2015年8月1日より特許庁は世界的な意匠情報データベースに日本の「意匠公報」を公表すると発表した。日本国内の意匠権情報が世界に発信されるとともに、国内ユーザーが世界の公報と一括で検索できるようになった。
(参照:日本でも意匠の国際登録制度が2015年5月より利用可能に。

この取り組みは、世界知的所有権機関(WIPO)の世界的な意匠情報データベース「Global Design Database」に、平成12年以降に日本国内で発行された意匠公報を提供するものだ。

グローバル化が進む中、商標の情報も世界とのかかわりがより深まっているので必要な取り組みと考えられている。現在、「Global Design Database」には国際登録に加えてカナダ意匠公報、ニュージーランド意匠公報の合計23万件以上が蓄積されている。

日本の参加により、データ件数は約3倍の70万件以上となる見込みだ。
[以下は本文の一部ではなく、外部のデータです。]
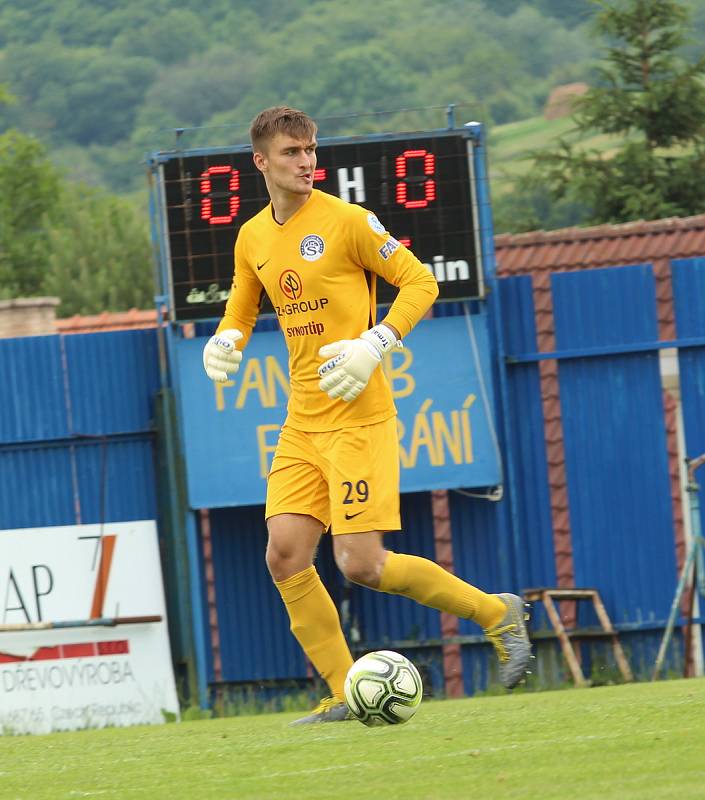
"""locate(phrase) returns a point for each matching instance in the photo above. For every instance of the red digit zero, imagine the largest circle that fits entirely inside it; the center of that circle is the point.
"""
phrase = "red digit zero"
(429, 185)
(233, 180)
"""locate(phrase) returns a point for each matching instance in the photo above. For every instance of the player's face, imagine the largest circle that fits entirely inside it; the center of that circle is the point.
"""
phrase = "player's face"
(288, 164)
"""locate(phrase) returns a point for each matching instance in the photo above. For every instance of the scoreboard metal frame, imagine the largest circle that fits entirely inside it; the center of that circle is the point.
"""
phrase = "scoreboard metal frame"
(428, 189)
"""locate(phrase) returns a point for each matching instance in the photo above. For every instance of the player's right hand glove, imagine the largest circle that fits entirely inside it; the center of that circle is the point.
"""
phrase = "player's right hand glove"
(351, 362)
(220, 358)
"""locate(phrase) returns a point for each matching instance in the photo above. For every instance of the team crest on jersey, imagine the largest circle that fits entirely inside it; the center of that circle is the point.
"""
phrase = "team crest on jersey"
(388, 247)
(375, 224)
(312, 247)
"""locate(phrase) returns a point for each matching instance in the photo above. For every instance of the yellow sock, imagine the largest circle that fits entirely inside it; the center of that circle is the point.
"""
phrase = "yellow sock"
(429, 584)
(316, 625)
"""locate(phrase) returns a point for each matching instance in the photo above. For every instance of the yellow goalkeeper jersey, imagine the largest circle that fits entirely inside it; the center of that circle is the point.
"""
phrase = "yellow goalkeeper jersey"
(319, 270)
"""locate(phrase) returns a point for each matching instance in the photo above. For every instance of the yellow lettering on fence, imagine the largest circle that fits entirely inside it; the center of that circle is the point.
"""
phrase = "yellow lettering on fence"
(421, 436)
(401, 380)
(442, 435)
(252, 378)
(467, 430)
(439, 432)
(265, 448)
(275, 375)
(219, 394)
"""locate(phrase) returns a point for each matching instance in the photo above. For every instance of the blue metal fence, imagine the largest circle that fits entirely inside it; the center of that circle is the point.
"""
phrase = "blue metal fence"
(77, 436)
(76, 429)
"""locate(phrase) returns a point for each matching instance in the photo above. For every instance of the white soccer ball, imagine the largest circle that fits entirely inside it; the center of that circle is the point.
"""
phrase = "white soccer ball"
(383, 688)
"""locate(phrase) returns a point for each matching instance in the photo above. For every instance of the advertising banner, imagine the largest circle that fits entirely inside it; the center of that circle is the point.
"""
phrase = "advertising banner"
(90, 675)
(442, 387)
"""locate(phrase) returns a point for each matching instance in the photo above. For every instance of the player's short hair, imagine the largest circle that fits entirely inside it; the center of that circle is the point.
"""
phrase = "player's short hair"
(280, 119)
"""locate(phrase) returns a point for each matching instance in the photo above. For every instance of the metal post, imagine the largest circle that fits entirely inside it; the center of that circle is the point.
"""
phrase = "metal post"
(694, 560)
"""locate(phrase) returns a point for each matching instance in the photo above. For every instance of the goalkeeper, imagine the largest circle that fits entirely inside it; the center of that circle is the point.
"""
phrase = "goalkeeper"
(336, 464)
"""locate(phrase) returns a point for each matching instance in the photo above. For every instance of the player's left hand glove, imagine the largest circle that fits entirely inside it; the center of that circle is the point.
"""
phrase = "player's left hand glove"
(351, 362)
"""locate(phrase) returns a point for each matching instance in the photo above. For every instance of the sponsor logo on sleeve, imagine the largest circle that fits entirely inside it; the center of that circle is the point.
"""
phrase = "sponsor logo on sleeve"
(388, 247)
(375, 224)
(312, 247)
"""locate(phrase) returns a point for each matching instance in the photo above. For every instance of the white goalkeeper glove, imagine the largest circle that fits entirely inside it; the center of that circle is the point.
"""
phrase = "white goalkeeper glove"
(351, 362)
(220, 358)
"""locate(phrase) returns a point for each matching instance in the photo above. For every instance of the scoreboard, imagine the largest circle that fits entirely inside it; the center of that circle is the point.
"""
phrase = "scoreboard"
(421, 187)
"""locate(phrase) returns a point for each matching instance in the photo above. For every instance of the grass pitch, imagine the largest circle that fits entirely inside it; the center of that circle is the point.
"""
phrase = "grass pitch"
(639, 741)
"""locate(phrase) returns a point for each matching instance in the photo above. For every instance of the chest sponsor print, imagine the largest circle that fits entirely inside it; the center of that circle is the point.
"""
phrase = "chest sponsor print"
(290, 283)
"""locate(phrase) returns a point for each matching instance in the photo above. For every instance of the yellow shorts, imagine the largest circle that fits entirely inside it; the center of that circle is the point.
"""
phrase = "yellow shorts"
(348, 479)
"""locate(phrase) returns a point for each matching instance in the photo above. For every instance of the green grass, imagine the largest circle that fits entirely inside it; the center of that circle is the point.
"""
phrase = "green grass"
(509, 144)
(632, 742)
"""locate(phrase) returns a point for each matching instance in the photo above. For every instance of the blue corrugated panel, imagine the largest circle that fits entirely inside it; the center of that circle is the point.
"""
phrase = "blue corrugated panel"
(255, 640)
(615, 443)
(688, 281)
(526, 445)
(604, 306)
(48, 477)
(36, 487)
(533, 541)
(113, 378)
(116, 481)
(32, 404)
(518, 318)
(688, 293)
(62, 485)
(381, 617)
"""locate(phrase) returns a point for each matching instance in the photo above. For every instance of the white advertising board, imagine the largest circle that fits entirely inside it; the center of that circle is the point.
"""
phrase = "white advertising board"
(66, 678)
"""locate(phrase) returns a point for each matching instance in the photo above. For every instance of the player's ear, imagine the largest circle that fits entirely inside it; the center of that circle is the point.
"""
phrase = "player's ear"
(260, 160)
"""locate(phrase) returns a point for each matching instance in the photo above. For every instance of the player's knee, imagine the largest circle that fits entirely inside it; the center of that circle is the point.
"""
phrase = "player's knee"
(281, 563)
(361, 570)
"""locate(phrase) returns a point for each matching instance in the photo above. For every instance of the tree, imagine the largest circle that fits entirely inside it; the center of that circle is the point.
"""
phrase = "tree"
(99, 254)
(28, 190)
(651, 98)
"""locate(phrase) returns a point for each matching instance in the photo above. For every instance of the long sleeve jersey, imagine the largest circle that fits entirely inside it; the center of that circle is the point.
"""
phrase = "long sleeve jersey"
(319, 270)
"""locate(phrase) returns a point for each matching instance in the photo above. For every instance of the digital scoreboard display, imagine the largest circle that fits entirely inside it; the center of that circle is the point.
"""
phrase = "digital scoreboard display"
(419, 186)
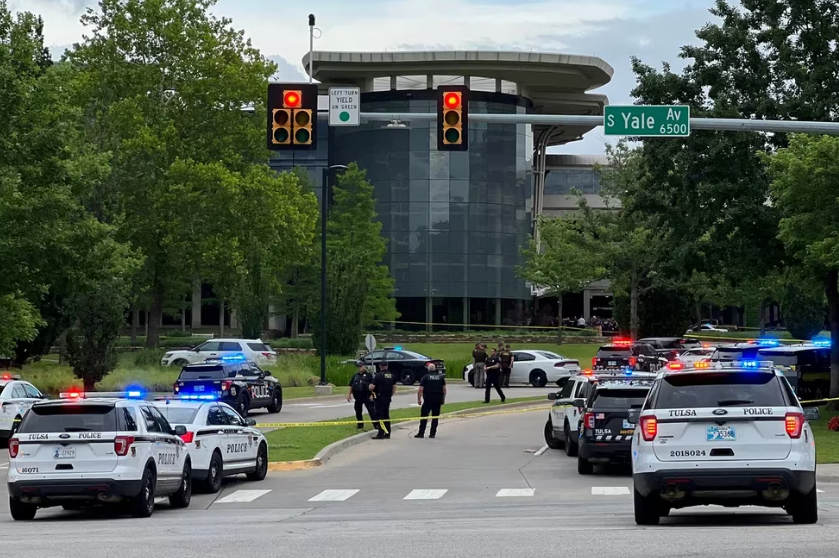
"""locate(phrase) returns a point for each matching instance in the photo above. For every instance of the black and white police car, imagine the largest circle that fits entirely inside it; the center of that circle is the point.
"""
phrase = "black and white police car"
(108, 448)
(221, 443)
(16, 396)
(725, 433)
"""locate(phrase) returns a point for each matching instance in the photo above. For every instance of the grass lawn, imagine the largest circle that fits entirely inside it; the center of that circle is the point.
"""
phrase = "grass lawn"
(292, 444)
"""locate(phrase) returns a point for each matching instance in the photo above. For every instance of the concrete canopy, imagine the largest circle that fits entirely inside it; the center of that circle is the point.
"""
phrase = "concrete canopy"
(555, 83)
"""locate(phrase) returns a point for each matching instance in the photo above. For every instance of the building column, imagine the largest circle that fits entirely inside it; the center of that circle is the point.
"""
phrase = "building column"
(196, 304)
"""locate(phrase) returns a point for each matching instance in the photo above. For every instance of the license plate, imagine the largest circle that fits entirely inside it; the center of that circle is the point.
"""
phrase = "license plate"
(65, 453)
(720, 433)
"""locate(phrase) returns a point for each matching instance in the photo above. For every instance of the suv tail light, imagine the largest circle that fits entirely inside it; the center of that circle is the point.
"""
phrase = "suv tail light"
(121, 445)
(649, 428)
(794, 424)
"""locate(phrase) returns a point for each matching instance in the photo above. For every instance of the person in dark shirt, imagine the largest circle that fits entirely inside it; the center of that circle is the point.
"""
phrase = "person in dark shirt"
(360, 391)
(431, 396)
(384, 386)
(479, 357)
(493, 372)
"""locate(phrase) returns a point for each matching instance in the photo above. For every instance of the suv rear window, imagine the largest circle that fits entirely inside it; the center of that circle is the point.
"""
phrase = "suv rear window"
(70, 418)
(720, 389)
今後、米国もこれに加わる見通しとなっており、世界規模の意匠データベースが形成されていくことが期待されている。

経済のグローバル化の中、国際的に活動する企業の知的財産権対策は、ますます重要性を帯びてまいりました。

そんな中、世界的な意匠情報データベース「Global Design Database」に、日本の意匠公報が公表されることで、今後は、海外において意匠登録をしようとする者が、意匠登録の出願前に、日本で登録済みの意匠権を侵害しているか否かを、より簡単に調査できるようになりました。

このことは、意匠権に関するトラブルを事前に防止する上で、大いに役立ちます。日本の意匠権の事前調査を容易にすることによって、日本の意匠権を侵害するような意匠が出願さえる可能性が減ります。そうすると、登録された意匠権の取消しを求めたりするような訴訟が起こるリスクは減少します。

今後、「Global Design Database」は参加国が増えて、まずます充実していくことが予定されています。この情報データベースの発展が、意匠に関する訴訟トラブルの抑制により効果を発揮してゆくことが期待されます。